# Autoregressive Integrated Moving Average (ARIMA)

1. **Import Packages**: Necessary packages such as pandas, numpy, statsmodels, sklearn.metrics, and matplotlib are imported.

2. **Load Data**: Training and testing data are loaded from CSV files.

3. **Data Preprocessing**: The data are combined into single dataframes for training and testing. The 'date' column is converted to datetime format and set as the index. The dataset is then split into features (X) and the target variable (y).

4. **Grid Search Function**: A function named `grid_search_arima` is defined to perform a grid search to find the best parameters (p, d, q) for the ARIMA model.

5. **Grid Search**: The grid search function is called with ranges for p, d, and q values to find the best order.

    - `p_values`: The range of values for the AR (AutoRegressive) parameter. It is set to range from 0 to 4, inclusive. This parameter represents the number of lag observations included in the model, also called the lag order.

    - `d_values`: The range of values for the I (Integrated) parameter. It is set to range from 0 to 2, inclusive. This parameter represents the number of times that the raw observations are differenced, also called the degree of differencing.

    - `q_values`: The range of values for the MA (Moving Average) parameter. It is set to range from 0 to 4, inclusive. This parameter represents the size of the moving average window, also called the order of moving average.

6. **Train ARIMA Model**: An ARIMA model is trained with the best order found from the grid search.

7. **Forecasting**: The test data are forecasted using the trained ARIMA model.

8. **Model Evaluation**: The model's performance is evaluated using mean squared error (MSE), root mean square error (RMSE), mean absolute error (MAE), and R-squared score.

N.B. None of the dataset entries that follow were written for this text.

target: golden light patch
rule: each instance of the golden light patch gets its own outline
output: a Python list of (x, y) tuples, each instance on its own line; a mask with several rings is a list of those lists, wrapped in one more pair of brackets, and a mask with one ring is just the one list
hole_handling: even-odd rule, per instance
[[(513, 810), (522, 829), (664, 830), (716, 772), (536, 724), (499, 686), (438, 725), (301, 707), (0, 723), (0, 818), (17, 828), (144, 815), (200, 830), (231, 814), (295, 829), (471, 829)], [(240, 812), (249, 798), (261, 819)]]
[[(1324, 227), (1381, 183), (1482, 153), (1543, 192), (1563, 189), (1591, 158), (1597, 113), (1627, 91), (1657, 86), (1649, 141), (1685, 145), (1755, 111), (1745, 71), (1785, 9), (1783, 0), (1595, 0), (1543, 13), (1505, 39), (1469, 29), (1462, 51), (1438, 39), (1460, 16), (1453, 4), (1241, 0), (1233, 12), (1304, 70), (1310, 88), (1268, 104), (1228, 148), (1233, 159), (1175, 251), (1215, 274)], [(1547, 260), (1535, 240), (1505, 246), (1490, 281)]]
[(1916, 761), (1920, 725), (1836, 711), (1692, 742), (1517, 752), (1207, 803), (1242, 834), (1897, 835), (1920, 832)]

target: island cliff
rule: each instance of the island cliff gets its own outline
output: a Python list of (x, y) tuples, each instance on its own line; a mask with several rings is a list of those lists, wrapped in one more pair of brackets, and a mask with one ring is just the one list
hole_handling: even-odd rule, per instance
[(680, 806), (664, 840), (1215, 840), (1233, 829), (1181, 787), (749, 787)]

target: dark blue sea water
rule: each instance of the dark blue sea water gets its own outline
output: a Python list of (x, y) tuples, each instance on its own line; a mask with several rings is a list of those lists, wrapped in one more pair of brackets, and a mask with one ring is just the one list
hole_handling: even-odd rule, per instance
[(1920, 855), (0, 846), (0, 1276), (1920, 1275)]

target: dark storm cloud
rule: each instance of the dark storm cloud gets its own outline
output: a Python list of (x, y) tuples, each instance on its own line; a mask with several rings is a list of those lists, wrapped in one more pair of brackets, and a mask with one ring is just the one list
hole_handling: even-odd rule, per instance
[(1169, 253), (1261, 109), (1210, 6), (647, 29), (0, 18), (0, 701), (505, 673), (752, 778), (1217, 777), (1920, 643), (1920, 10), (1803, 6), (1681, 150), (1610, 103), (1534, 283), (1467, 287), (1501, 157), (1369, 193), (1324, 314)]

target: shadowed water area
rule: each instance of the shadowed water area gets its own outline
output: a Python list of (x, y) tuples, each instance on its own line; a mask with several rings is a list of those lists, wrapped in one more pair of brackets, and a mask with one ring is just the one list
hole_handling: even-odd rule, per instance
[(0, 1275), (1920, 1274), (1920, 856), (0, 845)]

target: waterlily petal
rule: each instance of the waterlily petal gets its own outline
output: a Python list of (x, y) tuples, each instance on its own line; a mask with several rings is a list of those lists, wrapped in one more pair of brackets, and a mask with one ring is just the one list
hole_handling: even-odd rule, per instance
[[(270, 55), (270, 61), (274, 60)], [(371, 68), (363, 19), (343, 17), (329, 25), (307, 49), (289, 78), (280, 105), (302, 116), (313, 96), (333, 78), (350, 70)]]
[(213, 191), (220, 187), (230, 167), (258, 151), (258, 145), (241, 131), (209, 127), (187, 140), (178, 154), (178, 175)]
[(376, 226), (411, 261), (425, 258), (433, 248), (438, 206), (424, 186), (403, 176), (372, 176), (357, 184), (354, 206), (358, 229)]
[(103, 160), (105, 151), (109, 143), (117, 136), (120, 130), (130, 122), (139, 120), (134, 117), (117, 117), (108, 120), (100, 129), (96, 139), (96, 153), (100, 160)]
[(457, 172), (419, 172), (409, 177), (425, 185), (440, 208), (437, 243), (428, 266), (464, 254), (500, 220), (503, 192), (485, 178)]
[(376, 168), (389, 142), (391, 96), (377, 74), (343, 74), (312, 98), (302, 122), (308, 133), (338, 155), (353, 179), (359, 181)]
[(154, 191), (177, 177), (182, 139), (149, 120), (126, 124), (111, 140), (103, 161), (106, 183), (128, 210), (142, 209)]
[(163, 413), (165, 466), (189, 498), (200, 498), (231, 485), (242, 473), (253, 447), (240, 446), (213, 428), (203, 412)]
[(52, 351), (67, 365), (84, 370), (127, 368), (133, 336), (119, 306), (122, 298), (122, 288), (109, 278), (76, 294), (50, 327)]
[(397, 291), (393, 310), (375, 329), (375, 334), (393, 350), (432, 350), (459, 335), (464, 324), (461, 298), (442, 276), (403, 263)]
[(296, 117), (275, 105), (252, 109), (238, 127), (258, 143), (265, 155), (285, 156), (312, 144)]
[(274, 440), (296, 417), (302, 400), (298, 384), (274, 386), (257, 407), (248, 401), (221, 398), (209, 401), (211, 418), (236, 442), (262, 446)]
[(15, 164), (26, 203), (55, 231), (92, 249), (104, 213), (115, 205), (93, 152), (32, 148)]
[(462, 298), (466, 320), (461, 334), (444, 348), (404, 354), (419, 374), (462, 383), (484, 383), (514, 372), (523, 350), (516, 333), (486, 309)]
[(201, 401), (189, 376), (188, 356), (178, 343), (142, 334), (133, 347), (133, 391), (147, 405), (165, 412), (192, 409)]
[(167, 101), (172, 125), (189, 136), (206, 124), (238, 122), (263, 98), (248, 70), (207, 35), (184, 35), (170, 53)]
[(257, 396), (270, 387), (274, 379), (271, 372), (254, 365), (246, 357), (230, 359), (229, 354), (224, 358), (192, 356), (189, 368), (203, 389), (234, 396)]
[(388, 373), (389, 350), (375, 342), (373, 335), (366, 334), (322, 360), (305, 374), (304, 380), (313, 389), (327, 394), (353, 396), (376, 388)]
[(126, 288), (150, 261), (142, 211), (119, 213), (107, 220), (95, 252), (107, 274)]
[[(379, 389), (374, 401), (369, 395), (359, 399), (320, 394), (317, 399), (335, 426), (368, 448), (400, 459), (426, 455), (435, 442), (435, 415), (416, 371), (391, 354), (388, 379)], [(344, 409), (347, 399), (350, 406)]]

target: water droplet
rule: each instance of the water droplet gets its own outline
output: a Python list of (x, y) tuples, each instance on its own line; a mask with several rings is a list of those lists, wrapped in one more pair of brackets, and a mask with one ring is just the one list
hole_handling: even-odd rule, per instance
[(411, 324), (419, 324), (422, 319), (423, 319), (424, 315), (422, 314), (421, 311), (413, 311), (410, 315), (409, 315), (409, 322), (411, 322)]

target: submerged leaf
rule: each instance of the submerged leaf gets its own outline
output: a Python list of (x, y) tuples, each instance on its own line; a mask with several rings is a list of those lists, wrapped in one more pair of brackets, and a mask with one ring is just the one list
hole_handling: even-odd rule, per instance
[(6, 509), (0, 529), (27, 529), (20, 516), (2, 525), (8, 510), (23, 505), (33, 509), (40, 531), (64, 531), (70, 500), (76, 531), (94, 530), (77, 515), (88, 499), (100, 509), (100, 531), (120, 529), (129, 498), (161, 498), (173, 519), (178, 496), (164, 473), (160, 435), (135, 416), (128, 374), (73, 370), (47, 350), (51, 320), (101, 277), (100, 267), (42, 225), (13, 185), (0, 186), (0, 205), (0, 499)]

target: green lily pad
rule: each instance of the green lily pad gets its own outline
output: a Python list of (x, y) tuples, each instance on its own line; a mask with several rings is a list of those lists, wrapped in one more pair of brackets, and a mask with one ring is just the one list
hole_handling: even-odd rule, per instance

These metrics are printed to the console.

In [1]:
# Import packages
import pandas as pd
import numpy as np
from itertools import product
from statsmodels.tsa.arima.model import ARIMA
from sklearn.metrics import mean_squared_error, mean_absolute_error, r2_score
from math import sqrt

# Load the split data from csv
X_train = pd.read_csv("X_train.csv")
X_test = pd.read_csv("X_test.csv")
y_train = pd.read_csv("y_train.csv")
y_test = pd.read_csv("y_test.csv")

# combine X and y into a single dataframe
train = pd.concat([X_train, pd.DataFrame(y_train)], axis=1)
test = pd.concat([X_test, pd.DataFrame(y_test)], axis=1)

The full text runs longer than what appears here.